1.      To approve and adopt the Merger Agreement and the transactions
        contemplated thereunder, including the Merger.

                       FOR      AGAINST        ABSTAIN
                       [ ]        [ ]             [ ]

2.      Upon such other business as may properly come before the Aurum Special
        Meeting or any adjournments or postponements thereof, as determined by a
        majority of Aurum's Board of Directors.

        THIS PROXY WILL BE VOTED AS DIRECTED, OR IF NO DIRECTION IS INDICATED,
WILL BE VOTED FOR THE PROPOSAL LISTED, AND AS SAID PROXIES DEEM ADVISABLE ON
SUCH OTHER MATTERS AS MAY COME BEFORE THE MEETING, INCLUDING, AMONG OTHER
THINGS, CONSIDERATION OF ANY MOTION MADE FOR ADJOURNMENT OF THE MEETING
(INCLUDING, WITHOUT LIMITATION, FOR PURPOSES OF SOLICITING ADDITIONAL VOTES TO
APPROVE THE MERGER AGREEMENT AND THE MERGER).

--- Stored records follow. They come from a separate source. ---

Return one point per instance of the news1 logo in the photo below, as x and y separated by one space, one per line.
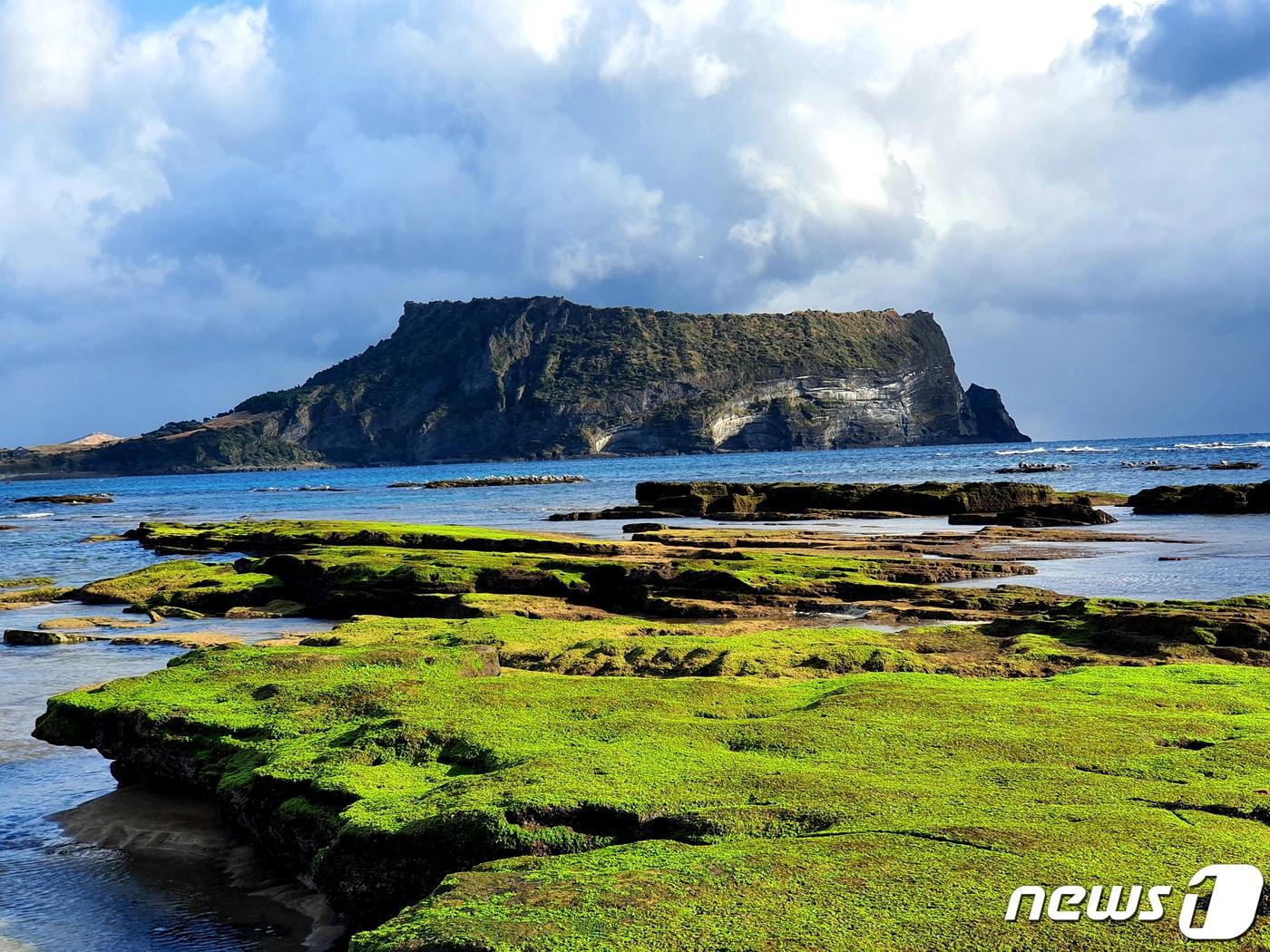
1232 904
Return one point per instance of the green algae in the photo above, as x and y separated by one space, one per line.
473 780
910 780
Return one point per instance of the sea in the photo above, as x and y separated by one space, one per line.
80 892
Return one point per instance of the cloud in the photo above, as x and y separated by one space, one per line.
1181 48
207 207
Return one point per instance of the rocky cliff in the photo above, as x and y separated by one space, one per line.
543 377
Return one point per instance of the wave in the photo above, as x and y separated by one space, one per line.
1219 444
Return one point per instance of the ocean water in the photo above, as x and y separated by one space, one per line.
65 895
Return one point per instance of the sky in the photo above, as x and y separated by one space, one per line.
200 203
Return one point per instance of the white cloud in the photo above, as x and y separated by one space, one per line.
275 180
53 51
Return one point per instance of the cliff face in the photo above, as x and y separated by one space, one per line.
545 377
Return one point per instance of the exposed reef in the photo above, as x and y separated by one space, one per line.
73 499
482 481
1020 504
1204 500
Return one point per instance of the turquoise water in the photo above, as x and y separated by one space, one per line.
60 895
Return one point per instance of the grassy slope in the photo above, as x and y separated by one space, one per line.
804 803
821 789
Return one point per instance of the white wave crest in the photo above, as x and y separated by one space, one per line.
1221 444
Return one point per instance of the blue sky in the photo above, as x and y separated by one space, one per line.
207 202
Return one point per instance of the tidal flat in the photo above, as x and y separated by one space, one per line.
530 740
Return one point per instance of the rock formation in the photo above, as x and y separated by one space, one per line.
543 378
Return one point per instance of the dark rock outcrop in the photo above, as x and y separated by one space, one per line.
1223 499
543 377
1022 504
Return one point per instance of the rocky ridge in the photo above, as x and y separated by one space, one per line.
543 377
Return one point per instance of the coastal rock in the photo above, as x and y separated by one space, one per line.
1038 517
745 500
186 638
543 377
476 482
28 638
1225 499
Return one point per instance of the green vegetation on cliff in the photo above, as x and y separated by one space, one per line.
545 377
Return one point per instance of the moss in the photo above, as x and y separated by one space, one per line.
698 811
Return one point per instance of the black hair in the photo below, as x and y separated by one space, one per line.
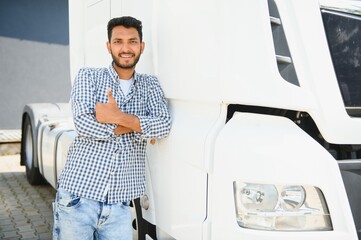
127 22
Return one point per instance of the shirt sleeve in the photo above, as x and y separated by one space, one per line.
157 123
83 100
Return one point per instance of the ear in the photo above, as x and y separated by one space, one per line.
142 46
108 47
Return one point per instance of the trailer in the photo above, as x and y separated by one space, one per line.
265 97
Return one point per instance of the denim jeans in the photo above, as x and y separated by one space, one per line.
81 218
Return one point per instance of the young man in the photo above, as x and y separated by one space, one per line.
115 111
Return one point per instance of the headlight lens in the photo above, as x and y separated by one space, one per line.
281 207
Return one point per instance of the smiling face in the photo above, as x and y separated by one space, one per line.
125 47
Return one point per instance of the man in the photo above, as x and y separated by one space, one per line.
115 111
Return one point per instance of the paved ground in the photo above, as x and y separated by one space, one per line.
25 210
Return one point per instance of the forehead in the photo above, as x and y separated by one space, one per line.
121 32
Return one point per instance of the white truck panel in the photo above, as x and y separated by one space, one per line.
283 154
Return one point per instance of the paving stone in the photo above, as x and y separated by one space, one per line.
25 210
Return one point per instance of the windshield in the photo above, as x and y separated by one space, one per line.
343 32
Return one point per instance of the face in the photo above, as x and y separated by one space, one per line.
125 47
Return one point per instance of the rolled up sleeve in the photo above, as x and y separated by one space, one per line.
83 100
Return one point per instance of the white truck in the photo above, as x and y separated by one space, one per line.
265 97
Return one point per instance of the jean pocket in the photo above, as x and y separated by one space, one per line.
66 199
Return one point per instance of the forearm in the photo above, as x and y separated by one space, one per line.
87 126
128 121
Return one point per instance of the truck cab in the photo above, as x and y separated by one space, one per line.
265 97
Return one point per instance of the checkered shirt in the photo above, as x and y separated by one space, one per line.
103 166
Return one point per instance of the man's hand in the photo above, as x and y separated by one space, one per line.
110 113
122 130
107 112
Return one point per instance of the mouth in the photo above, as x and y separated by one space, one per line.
126 55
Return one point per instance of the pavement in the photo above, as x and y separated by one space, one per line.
25 210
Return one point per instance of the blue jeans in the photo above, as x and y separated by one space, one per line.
81 218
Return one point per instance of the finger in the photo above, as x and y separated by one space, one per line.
110 95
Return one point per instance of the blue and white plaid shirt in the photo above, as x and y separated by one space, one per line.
103 166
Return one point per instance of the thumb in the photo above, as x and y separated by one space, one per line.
110 96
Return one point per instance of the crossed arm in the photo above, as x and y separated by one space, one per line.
110 113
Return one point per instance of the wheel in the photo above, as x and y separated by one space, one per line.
28 156
141 227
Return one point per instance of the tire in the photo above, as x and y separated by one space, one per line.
141 226
28 156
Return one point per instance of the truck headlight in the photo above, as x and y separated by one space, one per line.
281 207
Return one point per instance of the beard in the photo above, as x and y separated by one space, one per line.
130 65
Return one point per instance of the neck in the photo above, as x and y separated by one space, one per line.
124 73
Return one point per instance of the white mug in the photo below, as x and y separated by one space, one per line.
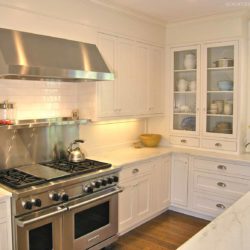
228 108
192 85
182 85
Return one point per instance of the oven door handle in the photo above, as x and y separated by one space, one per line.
116 191
23 223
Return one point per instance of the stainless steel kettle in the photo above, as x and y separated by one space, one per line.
75 154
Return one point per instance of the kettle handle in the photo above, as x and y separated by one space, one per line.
72 143
80 141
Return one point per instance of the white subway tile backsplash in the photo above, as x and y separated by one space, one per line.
40 99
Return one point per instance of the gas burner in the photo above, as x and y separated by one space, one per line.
83 167
17 179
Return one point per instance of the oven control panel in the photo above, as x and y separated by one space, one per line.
55 196
99 184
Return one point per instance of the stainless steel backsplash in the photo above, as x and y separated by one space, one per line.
33 145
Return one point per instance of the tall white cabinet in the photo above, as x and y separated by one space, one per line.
138 88
204 86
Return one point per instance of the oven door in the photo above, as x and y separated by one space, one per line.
91 220
40 230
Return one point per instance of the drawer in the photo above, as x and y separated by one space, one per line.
135 170
219 144
224 185
210 204
220 167
185 141
3 209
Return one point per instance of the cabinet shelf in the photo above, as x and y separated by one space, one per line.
220 91
220 68
184 92
219 115
184 70
184 113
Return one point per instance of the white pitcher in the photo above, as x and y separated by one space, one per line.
189 61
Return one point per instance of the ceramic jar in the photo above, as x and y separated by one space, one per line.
182 85
189 61
192 85
228 108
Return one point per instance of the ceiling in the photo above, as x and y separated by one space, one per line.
173 10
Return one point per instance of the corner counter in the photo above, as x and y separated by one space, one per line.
229 231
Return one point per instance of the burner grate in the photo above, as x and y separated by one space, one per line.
17 179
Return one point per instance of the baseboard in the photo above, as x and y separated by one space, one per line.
191 213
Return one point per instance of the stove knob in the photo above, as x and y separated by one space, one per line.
36 202
96 184
54 196
110 180
64 197
104 182
115 178
27 205
88 189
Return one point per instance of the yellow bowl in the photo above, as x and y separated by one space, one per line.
150 140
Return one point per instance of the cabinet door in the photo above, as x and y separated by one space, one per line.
4 237
127 205
155 80
179 180
106 89
185 88
141 74
142 194
219 92
165 182
125 94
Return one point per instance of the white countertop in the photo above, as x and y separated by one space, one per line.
229 231
128 155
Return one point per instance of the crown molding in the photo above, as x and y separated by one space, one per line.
129 12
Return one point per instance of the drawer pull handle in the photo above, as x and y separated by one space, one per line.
221 206
135 170
222 167
221 184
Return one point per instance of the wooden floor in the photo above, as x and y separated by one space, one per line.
165 232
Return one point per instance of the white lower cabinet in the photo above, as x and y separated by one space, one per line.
179 180
5 223
143 195
215 185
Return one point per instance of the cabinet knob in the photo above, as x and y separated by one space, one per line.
221 206
135 170
221 184
222 167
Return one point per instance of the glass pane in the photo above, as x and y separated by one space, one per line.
185 90
91 219
220 89
41 238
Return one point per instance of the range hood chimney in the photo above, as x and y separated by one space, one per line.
36 57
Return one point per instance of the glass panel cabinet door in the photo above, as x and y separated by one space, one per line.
220 90
185 86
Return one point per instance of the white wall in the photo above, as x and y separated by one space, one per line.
76 20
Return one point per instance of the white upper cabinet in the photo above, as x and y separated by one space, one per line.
138 86
185 79
155 81
220 87
210 80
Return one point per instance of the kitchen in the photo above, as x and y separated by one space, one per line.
125 110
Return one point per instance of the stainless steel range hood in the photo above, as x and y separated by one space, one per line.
36 57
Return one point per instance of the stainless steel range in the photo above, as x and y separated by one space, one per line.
61 205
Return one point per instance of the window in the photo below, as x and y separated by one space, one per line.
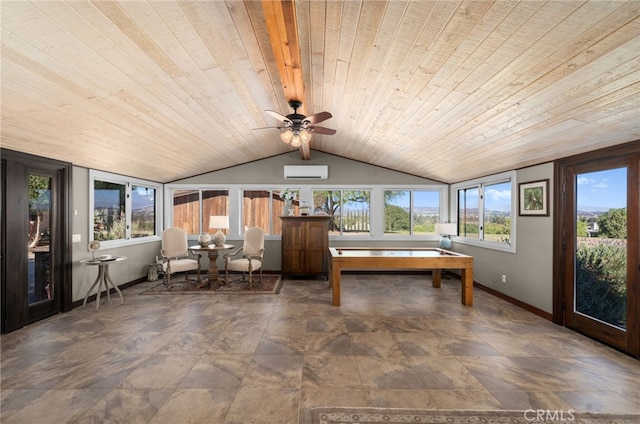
485 211
192 208
263 208
350 210
123 209
411 212
358 213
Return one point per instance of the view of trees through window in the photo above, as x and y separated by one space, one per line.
411 211
122 210
109 212
187 205
143 211
484 212
601 246
350 210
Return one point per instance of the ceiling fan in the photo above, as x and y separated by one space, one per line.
296 128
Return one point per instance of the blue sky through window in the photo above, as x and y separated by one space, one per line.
602 190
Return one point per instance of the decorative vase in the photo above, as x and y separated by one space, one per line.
288 208
304 208
204 239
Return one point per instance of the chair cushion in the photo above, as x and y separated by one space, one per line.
181 265
243 265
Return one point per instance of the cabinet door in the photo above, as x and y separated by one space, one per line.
293 253
316 248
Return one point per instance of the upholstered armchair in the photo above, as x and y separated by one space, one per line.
175 255
248 258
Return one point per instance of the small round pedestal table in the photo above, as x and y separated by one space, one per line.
212 250
103 278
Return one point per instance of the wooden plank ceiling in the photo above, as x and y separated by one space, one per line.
446 90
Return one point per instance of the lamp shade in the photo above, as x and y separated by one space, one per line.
305 136
446 228
218 221
286 135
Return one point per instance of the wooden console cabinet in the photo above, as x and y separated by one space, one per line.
305 245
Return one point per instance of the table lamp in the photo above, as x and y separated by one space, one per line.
446 230
219 222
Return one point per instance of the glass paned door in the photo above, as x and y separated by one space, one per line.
600 286
596 249
39 246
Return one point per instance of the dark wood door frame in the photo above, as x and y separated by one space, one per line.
14 304
563 222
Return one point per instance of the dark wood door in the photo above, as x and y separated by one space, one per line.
36 280
598 266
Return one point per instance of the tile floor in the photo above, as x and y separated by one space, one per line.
394 342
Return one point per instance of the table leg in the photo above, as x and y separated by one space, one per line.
101 280
108 280
95 283
335 284
212 274
467 286
437 278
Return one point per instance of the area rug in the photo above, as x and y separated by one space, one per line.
433 416
270 284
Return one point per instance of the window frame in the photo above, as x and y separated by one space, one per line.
481 184
128 182
442 206
305 194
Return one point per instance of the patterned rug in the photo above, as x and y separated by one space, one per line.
270 284
434 416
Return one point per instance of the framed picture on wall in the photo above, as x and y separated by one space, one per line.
533 198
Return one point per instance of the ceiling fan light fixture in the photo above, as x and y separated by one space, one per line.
305 136
286 135
296 140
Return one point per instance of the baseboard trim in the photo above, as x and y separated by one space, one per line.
516 302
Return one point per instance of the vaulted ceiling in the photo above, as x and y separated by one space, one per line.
446 90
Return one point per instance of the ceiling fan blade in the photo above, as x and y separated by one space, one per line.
318 117
277 116
265 128
323 130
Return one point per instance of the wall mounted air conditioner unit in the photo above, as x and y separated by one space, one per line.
306 172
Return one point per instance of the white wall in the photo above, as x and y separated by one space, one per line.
83 276
530 270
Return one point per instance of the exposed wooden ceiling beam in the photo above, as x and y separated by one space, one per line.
280 16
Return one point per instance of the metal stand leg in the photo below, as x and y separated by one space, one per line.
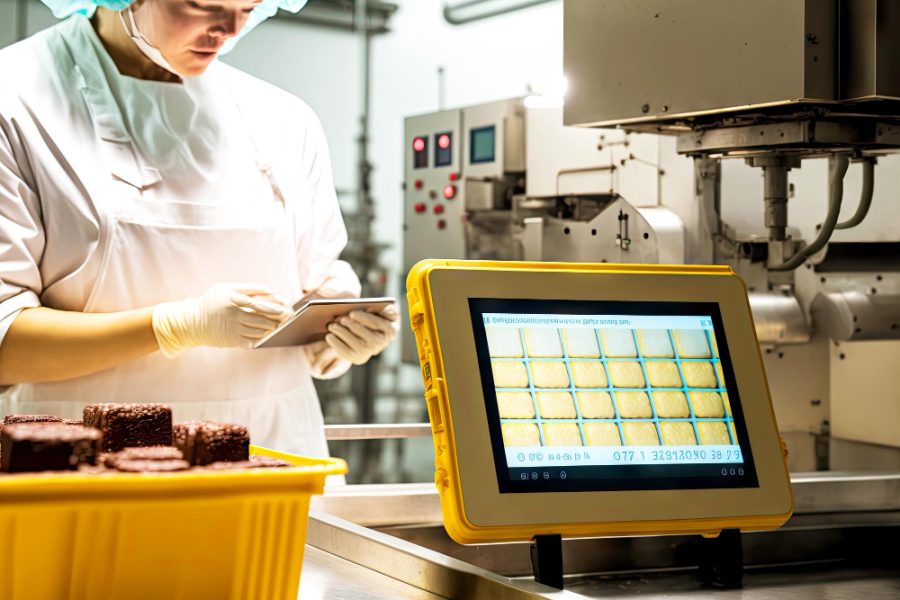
722 560
546 560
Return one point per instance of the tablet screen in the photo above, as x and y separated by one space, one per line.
610 395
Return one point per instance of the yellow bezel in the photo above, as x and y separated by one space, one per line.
473 507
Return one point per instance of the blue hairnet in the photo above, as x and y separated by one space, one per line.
65 8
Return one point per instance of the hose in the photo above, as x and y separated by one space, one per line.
865 200
838 168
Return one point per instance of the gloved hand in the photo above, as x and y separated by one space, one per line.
226 316
360 335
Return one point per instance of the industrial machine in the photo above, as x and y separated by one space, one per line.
759 135
754 168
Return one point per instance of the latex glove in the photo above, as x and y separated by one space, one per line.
323 361
360 335
225 316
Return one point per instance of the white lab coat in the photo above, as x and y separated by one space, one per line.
101 212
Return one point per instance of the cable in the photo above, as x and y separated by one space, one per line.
865 200
838 168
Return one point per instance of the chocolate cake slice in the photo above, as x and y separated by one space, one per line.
125 425
152 466
9 419
203 442
26 447
111 459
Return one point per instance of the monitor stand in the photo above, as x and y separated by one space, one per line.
546 560
721 560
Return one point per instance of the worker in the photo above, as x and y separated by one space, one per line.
159 211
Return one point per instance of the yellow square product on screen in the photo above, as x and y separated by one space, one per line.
521 434
713 433
634 405
678 433
671 405
543 342
588 373
561 434
509 373
698 374
663 373
516 425
556 405
504 342
618 343
602 434
549 374
581 343
707 405
655 343
691 343
515 405
625 373
595 405
640 433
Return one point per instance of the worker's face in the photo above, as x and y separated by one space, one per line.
190 33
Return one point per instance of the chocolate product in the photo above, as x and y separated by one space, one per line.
26 447
255 462
184 437
8 419
110 459
125 425
204 443
152 466
268 461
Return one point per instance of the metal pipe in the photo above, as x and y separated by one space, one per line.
451 11
838 168
776 190
21 20
865 199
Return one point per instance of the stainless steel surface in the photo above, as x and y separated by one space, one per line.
646 60
854 315
416 565
779 319
377 431
619 233
329 577
380 505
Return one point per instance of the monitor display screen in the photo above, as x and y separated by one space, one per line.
482 147
610 395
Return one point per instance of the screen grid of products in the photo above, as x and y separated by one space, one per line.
583 393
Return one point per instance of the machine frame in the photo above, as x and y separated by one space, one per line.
474 509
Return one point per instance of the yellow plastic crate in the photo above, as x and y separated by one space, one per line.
226 534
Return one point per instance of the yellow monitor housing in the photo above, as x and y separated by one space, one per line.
595 399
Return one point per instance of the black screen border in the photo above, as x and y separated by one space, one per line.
652 477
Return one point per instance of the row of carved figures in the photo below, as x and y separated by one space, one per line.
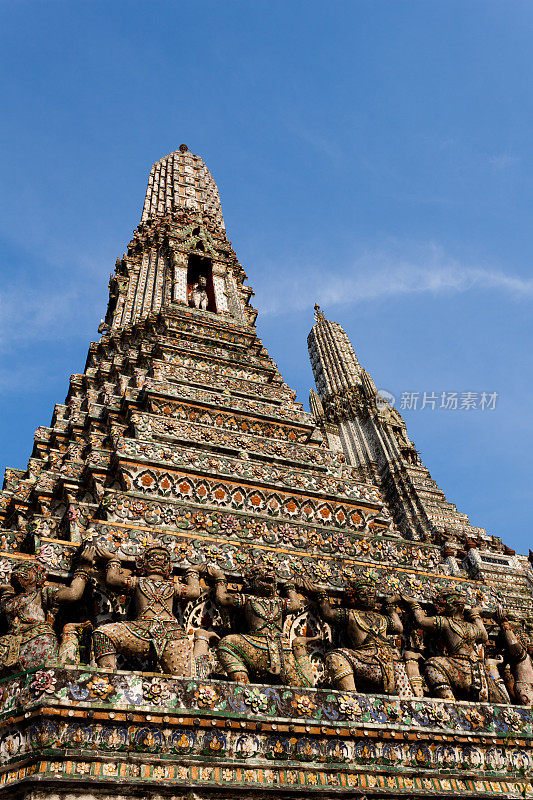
371 658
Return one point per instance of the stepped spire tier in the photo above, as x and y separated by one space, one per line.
206 589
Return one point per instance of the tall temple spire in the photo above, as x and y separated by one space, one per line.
181 180
374 438
179 254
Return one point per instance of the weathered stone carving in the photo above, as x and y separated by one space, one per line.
199 293
263 650
30 608
460 631
519 649
372 661
155 631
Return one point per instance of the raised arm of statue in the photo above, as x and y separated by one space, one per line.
222 596
116 576
420 617
391 612
294 602
325 609
190 590
69 594
473 615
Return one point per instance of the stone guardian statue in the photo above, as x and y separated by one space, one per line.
263 650
154 631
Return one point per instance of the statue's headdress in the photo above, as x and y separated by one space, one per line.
140 562
358 585
449 597
26 568
253 573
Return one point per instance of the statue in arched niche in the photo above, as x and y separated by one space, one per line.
461 632
30 609
199 293
262 650
154 631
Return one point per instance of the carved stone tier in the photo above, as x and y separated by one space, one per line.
143 732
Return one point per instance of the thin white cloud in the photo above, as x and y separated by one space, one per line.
383 274
28 313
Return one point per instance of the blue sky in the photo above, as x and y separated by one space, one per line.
375 156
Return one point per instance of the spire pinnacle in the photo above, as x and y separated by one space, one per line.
319 315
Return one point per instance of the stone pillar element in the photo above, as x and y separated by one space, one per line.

        The undersigned stockholder may revoke this proxy at any time before it
is voted by filing with the Secretary of Aurum either an instrument revoking the
proxy or a duly executed proxy bearing a later date, or by attending the Aurum
Special Meeting and voting in person.

       PLEASE DATE AND SIGN EXACTLY AS NAME APPEARS ON SHARE CERTIFICATES.


                                        ________________________________________
                                            Signature(s) of Stockholder or
                                                Authorized Representative

                                        Date:___________________________________


                                        Each executor, administrator, trustee,
                                        guardian, attorney-in-fact and other
                                        fiduciary should sign and indicate his
                                        or her full title. When shares have been
                                        issued in the name of two or more
                                        persons, all should sign. If a
                                        corporation, please sign in corporate
                                        name by President or other authorized
                                        officer. If a partnership, please sign
                                        in partnership name by authorized
                                        person.